The project, “Human-Centric Sensing Platform to Assess Neighborhood Physical Disorder,” is led by Changbum Ahn, assistant professor of construction engineering, and Yunwoo Nam, associate professor of community and regional planning. They will measure how negative environmental conditions – such as sidewalk defects, graffiti, broken windows and peeling paint – can impact a neighborhood’s health and safety.
Nam and Ahn are seeking to change how community planners, non-profits and various governmental agencies assess neighborhoods.
Traditionally, the approach of community assessments involved visual audits and perception surveys. However, the collaborators are seeking to include more evidence-based research data in the development of additional assessment tools. The pilot research project intends to measure a participant’s physiological responses by collecting data through the use of a smart phone and sensors.
The phone is synced with inertial measurement unit motion sensors attached to the participant’s right ankle to measure gait stability and walking patterns and sensors on the wrist and earlobe to measure heart rate and skin temperature. Location information will be detected by Global Positioning System technology in the phone.
Together, this technology has the capacity to let researchers ascertain problem areas in a neighborhood based on the physiological data.

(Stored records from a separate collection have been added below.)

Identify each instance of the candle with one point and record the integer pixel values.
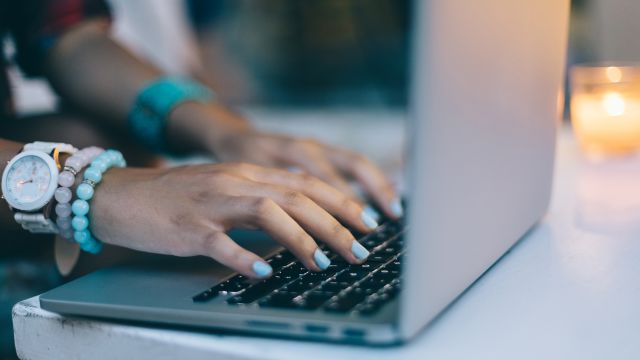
(605, 107)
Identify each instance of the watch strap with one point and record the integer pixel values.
(36, 223)
(48, 147)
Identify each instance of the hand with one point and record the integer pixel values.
(230, 137)
(186, 211)
(330, 164)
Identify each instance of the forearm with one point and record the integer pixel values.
(95, 73)
(8, 149)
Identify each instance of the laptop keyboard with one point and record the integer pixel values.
(341, 288)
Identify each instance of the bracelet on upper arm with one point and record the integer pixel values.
(81, 207)
(148, 116)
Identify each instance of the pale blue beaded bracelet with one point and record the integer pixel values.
(80, 207)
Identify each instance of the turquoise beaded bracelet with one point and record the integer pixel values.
(148, 116)
(80, 207)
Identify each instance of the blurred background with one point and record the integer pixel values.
(281, 53)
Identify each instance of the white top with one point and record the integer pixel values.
(567, 291)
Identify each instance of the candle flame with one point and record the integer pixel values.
(614, 104)
(614, 74)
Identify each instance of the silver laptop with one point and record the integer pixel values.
(486, 81)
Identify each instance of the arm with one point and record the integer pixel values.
(8, 149)
(97, 74)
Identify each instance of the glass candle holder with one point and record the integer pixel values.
(605, 107)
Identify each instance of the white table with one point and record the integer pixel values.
(569, 290)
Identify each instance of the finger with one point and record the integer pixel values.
(316, 221)
(223, 249)
(370, 177)
(347, 209)
(263, 213)
(315, 163)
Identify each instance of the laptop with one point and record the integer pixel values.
(486, 79)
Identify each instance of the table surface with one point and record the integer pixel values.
(569, 290)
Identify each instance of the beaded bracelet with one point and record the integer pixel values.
(63, 194)
(80, 208)
(148, 116)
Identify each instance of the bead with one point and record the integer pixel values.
(66, 233)
(63, 210)
(94, 174)
(63, 223)
(74, 162)
(82, 237)
(66, 179)
(94, 151)
(63, 195)
(100, 164)
(80, 207)
(80, 223)
(84, 191)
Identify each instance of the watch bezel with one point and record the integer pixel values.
(48, 195)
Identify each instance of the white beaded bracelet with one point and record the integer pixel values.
(63, 194)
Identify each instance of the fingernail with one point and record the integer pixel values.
(359, 251)
(396, 207)
(368, 219)
(262, 269)
(321, 259)
(372, 212)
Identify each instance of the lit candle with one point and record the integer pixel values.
(605, 108)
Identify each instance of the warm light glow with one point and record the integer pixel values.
(614, 74)
(613, 103)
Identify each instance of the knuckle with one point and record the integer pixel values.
(208, 242)
(338, 231)
(262, 208)
(293, 198)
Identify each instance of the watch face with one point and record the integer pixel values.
(30, 181)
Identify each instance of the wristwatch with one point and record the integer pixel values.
(29, 182)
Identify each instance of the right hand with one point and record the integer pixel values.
(187, 211)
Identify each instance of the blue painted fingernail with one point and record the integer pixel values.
(372, 212)
(262, 269)
(396, 207)
(368, 219)
(359, 251)
(321, 259)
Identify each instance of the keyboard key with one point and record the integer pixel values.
(346, 302)
(280, 299)
(314, 299)
(259, 290)
(351, 275)
(279, 260)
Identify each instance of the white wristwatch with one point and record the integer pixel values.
(29, 182)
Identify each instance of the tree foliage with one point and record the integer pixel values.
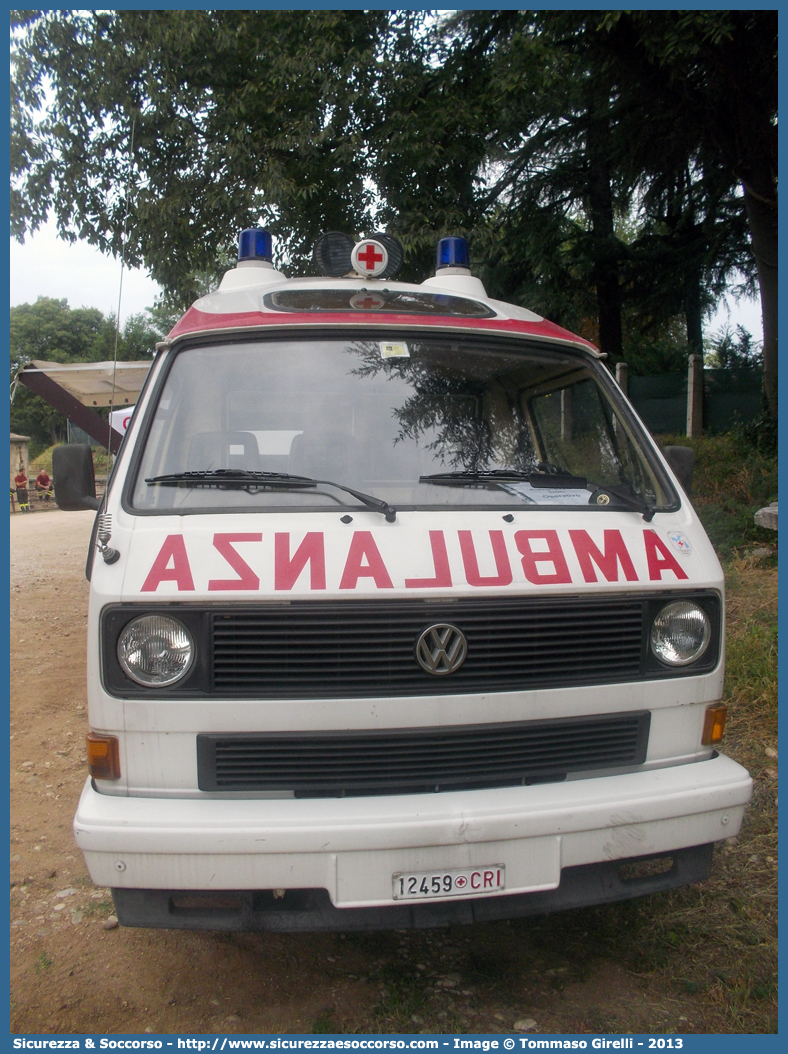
(614, 170)
(52, 331)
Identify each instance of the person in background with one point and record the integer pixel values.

For example, if 20 of their test subjects happen upon a pothole, at that precise GPS location, a statistically significant number of the participants might show an increased heart rate, a fluctuation in gait or even a skin temperature variance, enough to establish a common pattern.
“Though we know our physiological responses are directly related to our physical environment, no one has actually measured or assessed it, particularly in connection with the community outdoor environment,” Nam said. “We can assume some visible characteristics or physical obstacles in the community environment may cause more distress or impact our physiological responses, but maybe not, because we’ve never tested it. That is a significant research gap, and the NSF is interested in our pursuit of those research questions.”

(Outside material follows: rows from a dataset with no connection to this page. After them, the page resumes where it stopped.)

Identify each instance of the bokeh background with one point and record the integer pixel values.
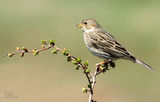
(49, 78)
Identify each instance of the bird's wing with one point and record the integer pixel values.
(105, 42)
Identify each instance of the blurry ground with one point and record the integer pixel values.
(48, 78)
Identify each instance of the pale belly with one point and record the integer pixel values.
(97, 52)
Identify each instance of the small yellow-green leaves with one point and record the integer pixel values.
(69, 58)
(89, 85)
(43, 41)
(35, 52)
(52, 42)
(18, 49)
(74, 62)
(10, 54)
(112, 64)
(77, 67)
(84, 90)
(54, 51)
(65, 52)
(22, 54)
(42, 46)
(25, 49)
(86, 63)
(87, 70)
(78, 60)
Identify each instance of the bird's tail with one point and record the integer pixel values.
(145, 65)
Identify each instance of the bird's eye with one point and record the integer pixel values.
(85, 23)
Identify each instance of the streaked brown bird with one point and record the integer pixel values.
(102, 44)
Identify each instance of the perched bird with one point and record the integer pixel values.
(102, 44)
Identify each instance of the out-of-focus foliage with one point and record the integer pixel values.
(44, 78)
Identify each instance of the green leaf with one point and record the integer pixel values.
(74, 62)
(65, 52)
(43, 41)
(86, 63)
(89, 85)
(84, 90)
(10, 55)
(77, 68)
(52, 42)
(87, 70)
(79, 60)
(25, 49)
(54, 51)
(35, 53)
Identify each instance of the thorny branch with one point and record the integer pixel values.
(76, 61)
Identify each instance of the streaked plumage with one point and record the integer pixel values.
(102, 44)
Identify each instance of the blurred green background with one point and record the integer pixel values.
(49, 78)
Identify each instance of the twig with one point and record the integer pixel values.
(91, 78)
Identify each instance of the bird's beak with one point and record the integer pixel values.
(79, 25)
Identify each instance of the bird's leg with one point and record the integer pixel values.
(101, 63)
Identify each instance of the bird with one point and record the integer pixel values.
(102, 44)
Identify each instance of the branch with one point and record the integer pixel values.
(91, 78)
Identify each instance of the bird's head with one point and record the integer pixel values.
(88, 25)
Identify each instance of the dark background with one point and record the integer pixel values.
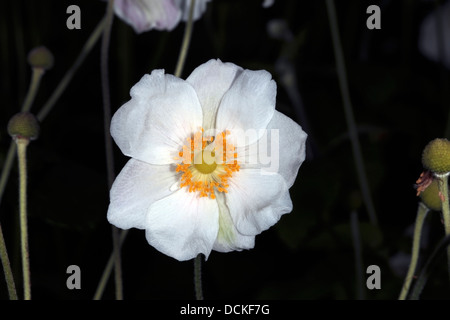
(400, 102)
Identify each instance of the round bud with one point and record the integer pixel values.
(436, 156)
(430, 196)
(41, 57)
(23, 125)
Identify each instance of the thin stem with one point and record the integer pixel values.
(356, 237)
(348, 111)
(45, 110)
(108, 140)
(34, 86)
(178, 71)
(443, 192)
(198, 277)
(71, 72)
(422, 211)
(21, 154)
(7, 268)
(108, 268)
(186, 41)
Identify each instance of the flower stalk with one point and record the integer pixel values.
(443, 193)
(22, 144)
(186, 40)
(7, 268)
(422, 212)
(108, 141)
(198, 277)
(348, 111)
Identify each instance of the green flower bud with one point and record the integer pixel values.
(436, 156)
(430, 196)
(41, 57)
(23, 125)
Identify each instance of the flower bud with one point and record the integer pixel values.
(436, 156)
(430, 196)
(23, 125)
(41, 57)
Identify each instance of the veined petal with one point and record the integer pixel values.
(211, 80)
(199, 9)
(183, 225)
(144, 15)
(137, 186)
(281, 149)
(257, 200)
(249, 104)
(153, 126)
(228, 238)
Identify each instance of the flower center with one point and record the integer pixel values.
(207, 163)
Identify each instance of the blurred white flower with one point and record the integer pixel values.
(192, 181)
(145, 15)
(434, 35)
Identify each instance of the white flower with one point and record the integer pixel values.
(194, 192)
(145, 15)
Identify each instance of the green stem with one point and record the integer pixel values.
(178, 71)
(46, 109)
(108, 140)
(356, 237)
(198, 277)
(21, 154)
(443, 191)
(108, 268)
(34, 86)
(348, 111)
(186, 41)
(422, 211)
(7, 268)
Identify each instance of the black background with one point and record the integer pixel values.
(401, 101)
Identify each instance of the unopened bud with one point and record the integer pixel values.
(436, 156)
(23, 125)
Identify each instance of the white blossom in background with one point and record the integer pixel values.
(145, 15)
(194, 182)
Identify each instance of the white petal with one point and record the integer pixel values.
(281, 150)
(199, 9)
(183, 225)
(211, 80)
(154, 124)
(137, 186)
(257, 200)
(144, 15)
(228, 238)
(248, 105)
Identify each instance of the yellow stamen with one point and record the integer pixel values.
(207, 171)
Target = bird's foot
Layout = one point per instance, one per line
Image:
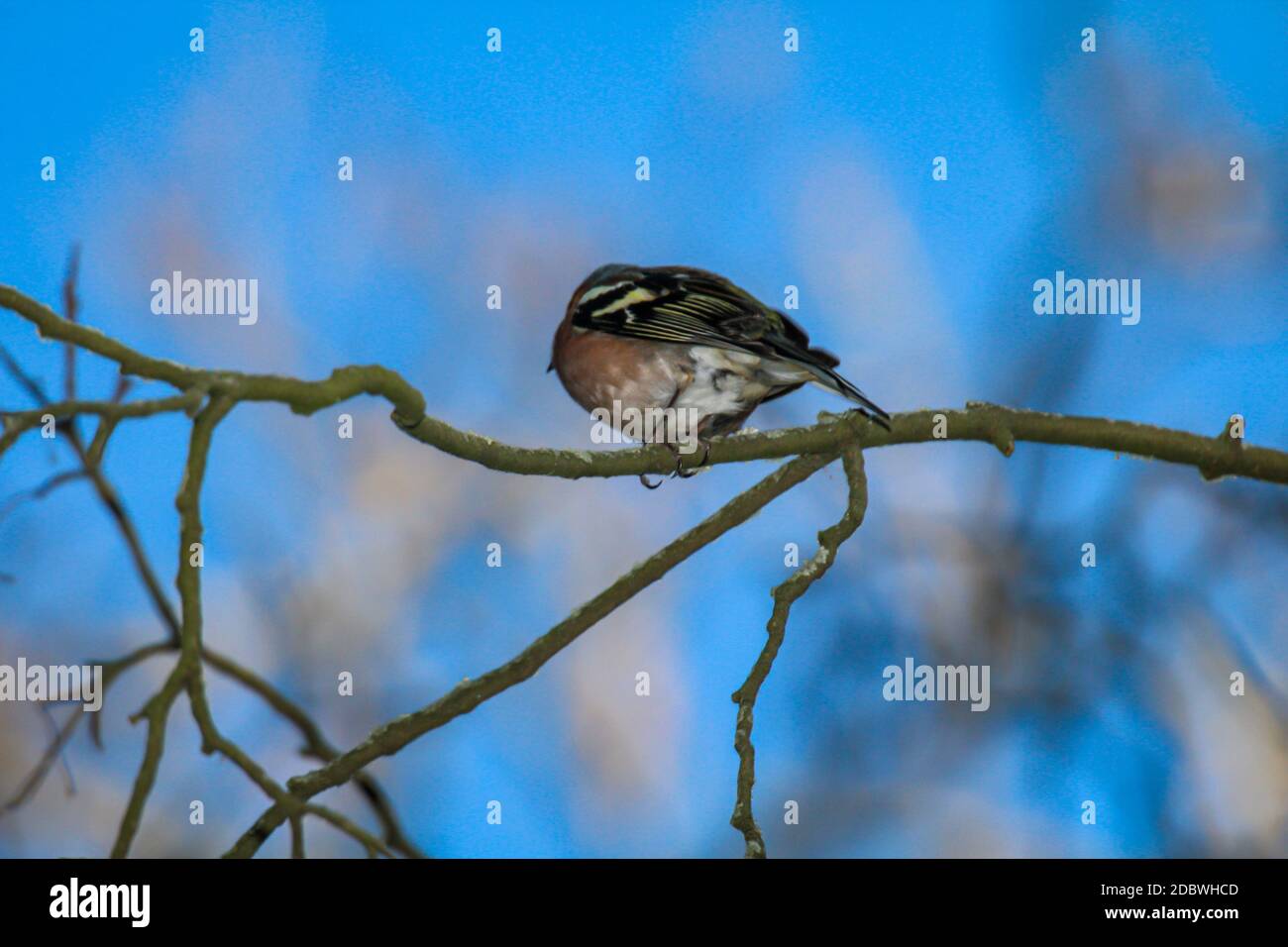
(695, 471)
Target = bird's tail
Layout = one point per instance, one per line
(822, 365)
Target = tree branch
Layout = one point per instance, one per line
(1003, 427)
(812, 446)
(828, 543)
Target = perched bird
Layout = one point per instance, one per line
(642, 339)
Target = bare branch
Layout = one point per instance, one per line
(828, 543)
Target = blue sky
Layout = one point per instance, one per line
(518, 169)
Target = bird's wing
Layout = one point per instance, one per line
(682, 305)
(695, 307)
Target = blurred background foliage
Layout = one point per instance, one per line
(809, 169)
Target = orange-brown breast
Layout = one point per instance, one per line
(597, 368)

The first year of this two-year research project is intended to verify the research approach, framework and methodology. The second year will focus on field-testing of the methodology in selected Lincoln neighborhoods.
Other research options include deeper examination of participant demographics and their results and how they differ from each other in response to environmental stimuli.

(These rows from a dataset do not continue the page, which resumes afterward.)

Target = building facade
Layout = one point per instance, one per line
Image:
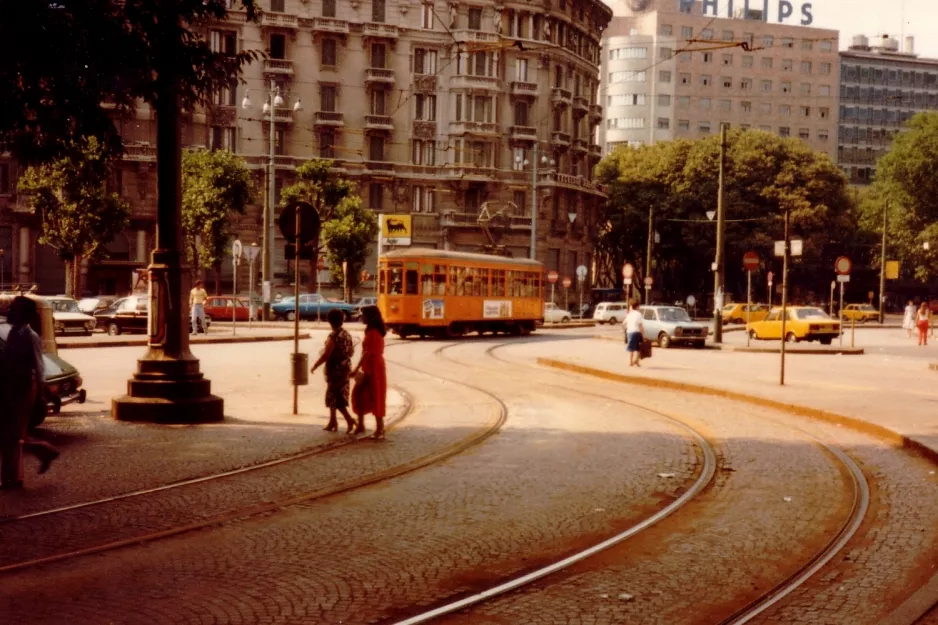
(432, 107)
(881, 88)
(678, 69)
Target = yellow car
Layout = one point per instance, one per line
(736, 313)
(861, 313)
(803, 323)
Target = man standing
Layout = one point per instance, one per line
(197, 297)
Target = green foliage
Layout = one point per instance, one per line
(764, 176)
(70, 198)
(215, 185)
(347, 235)
(906, 185)
(63, 58)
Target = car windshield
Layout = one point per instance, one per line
(811, 313)
(673, 314)
(64, 305)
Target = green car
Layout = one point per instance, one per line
(63, 384)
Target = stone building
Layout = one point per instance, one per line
(432, 107)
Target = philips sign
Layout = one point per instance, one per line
(753, 9)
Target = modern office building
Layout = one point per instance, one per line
(679, 68)
(881, 87)
(432, 107)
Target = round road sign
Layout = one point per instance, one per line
(843, 266)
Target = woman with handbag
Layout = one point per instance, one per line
(371, 382)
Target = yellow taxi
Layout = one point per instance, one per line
(736, 313)
(802, 323)
(861, 313)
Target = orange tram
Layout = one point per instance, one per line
(428, 292)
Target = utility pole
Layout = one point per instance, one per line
(882, 270)
(718, 265)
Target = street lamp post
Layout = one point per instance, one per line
(274, 99)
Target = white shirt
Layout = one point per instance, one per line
(633, 321)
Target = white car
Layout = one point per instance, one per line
(67, 318)
(611, 312)
(555, 314)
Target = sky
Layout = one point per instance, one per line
(897, 18)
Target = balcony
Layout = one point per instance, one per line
(279, 20)
(328, 119)
(379, 122)
(465, 81)
(560, 140)
(561, 98)
(281, 67)
(379, 76)
(523, 89)
(523, 133)
(329, 25)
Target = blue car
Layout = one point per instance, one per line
(312, 306)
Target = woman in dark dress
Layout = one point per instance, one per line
(337, 356)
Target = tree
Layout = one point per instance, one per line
(906, 184)
(62, 59)
(77, 213)
(324, 190)
(215, 186)
(347, 234)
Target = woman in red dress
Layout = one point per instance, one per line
(370, 393)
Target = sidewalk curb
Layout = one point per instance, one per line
(142, 342)
(923, 599)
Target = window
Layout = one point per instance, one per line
(328, 51)
(425, 61)
(327, 98)
(423, 201)
(425, 107)
(475, 18)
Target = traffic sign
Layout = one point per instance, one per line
(843, 266)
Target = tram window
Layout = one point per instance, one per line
(411, 282)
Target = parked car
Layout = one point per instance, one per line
(555, 314)
(611, 312)
(67, 318)
(671, 325)
(803, 323)
(63, 384)
(311, 305)
(91, 305)
(736, 313)
(861, 313)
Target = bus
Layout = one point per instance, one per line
(429, 292)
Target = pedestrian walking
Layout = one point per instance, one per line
(337, 356)
(634, 333)
(371, 381)
(197, 298)
(908, 321)
(923, 322)
(22, 377)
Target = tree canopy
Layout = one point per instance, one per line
(764, 176)
(215, 186)
(77, 213)
(63, 59)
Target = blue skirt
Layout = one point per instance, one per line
(634, 342)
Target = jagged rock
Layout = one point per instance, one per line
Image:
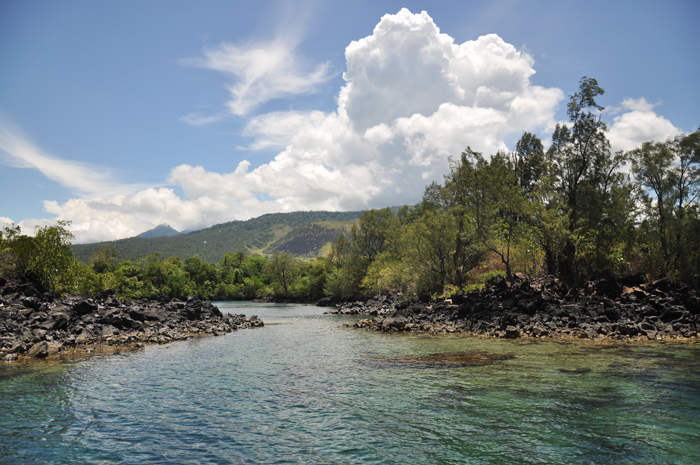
(545, 307)
(39, 350)
(49, 326)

“Perhaps elderly will have different physiological responses to environmental disorders than, let’s say, millennials,” Nam said. “These types of questions can’t be answered using our traditional types of visual analysis.”
In the future, the research may expand to include a health component and perhaps computer science, said Nam and Ahn.
Long-term, Ahn said he hopes this project will close the knowledge gap and broaden the understanding of how humans respond physiologically to their environment.
Nam said the overall ambitions of the project is to create a better community experience.
“I hope the community employs our recommendations and makes the needed changes to make our neighborhoods more walkable,” Nam said. “My aspirations for this research are that eventually, it will be used to create better, safer and healthier neighborhoods.
“The development of more walkable communities is one effective way to encourage active living and a healthy community. The way we design and build our communities can and will affect a resident’s quality of life.”